Inhaltsübersicht Ausgabe 02/1998

Mathias Fontin
Dilemmata in Organisationen aktiv bewältigen
Man steckt in der Klemme. Anforderungen einer zunehmend komplexer werdenden Umwelt und wachsende Ansprüche der Beteiligten stellen uns immer häufiger vor Situationen, die scheinbar auswegslose Dilemmata darstellen. Wie können die Dilemmata handhabbar gemacht werden.
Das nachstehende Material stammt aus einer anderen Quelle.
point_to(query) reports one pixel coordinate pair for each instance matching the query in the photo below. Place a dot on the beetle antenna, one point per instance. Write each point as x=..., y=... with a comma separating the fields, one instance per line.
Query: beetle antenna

Mathias Fontin stellt Werkzeuge und Einsatzperspektiven eines Verfahrens vor, mit denen Dilemmata erkannt, verstanden und – die Systemgrenzen überschreitend – transformiert werden können, um handlungsfähig zu bleiben.

Olya Khaleelee/RalphWoolf
Persönlichkeit, Lebenserfahrung und Führungsfähigkeiten: Erklärungskonzept und Fallstudien
Was macht den Unterschied zwischen guten und schlechten Führungskräften aus? Und warum reicht die Fähigkeit zum «managen» noch nicht zum Führen von Mitarbeitern? Khaleelee und Woolf zeigen, dass Persönlichkeit und Lebenserfahrung grundlegenden Einfluss auf die Führungsfähigkeit haben. Sie beschreiben, wie sich die Entwicklung von Abwehrmechanismen auf die Fähigkeit auswirkt, Unsicherheiten zu ertragen und Mehrdeutigkeiten auszuhalten. Und sie erläutern, wie sich ein Abwehrmechanismus-Test als Beurteilungsgrundlage für die Auswahl und Entwicklung von Leitenden Angestellten anwenden lässt.

Peter Heintel
Interne Beratung
Organisationale Veränderungsprozesse sind mehrdimensional und widersprüchlich – und dies wirkt sich auch auf ihre Beratung aus. Insbesondere Interne Berater stehen vor dem Problem, einerseits eingebunden zu sein im System, andererseits «Systemdifferenz» zu benötigen, um Prozesse beraten zu können. Peter Heintel formuliert Thesen zur Situation und zur Rolle der Internen Berater: zu den Widersprüchen, Ängsten und Verführungen. Und er skizziert Fragen, die sich Interne Beratung stellen sollte.

Michael Kempf/Markus Beer
Die Einführung teamorientierter, dezentraler Problemlöse- und Beratungsstrukturen
Wie kann ein Einzelhandelsunternehmen auf einen härter werdenden Verdrängungswettbewerb reagieren und gleichzeitig das eigene Wachstum in den Griff bekommen? Kempf und Beer schildern in ihrer Fallstudie Ziele, Erfolge und Schwachstellen beim Aufbau einer teamorientierten Problemlöse- und Beratungsstruktur, mit deren Hilfe der funktions- und linienübergreifende Kommunikationsfluss optimiert, die Nähe zum Kunden erhöht und brachliegende Mitarbeiterpotentiale besser genutzt werden sollen.

Alfred Kieser
Immer mehr Geld für Unternehmensberatung – und wofür?
Der Markt für Unternehmensberatung boomt – und die Gründe hierfür sind vielfältig. Alfred Kieser analysiert die Hintergründe der wachsenden Nachfrage und beschreibt die offenen und verborgenen Funktionen, die Unternehmensberatung erfüllt. Und er stellt die Frage, wer von ihr nachhaltig profitiert – der Klient oder doch nur der Berater, der mit seinem Angebot eine Maschinerie in Gang setzt, die ihm eine bleibende Revenue beschert, weil die beratenen Manager sich in unklaren und unstrukturierten Situationen unsicher und unwohl fühlen.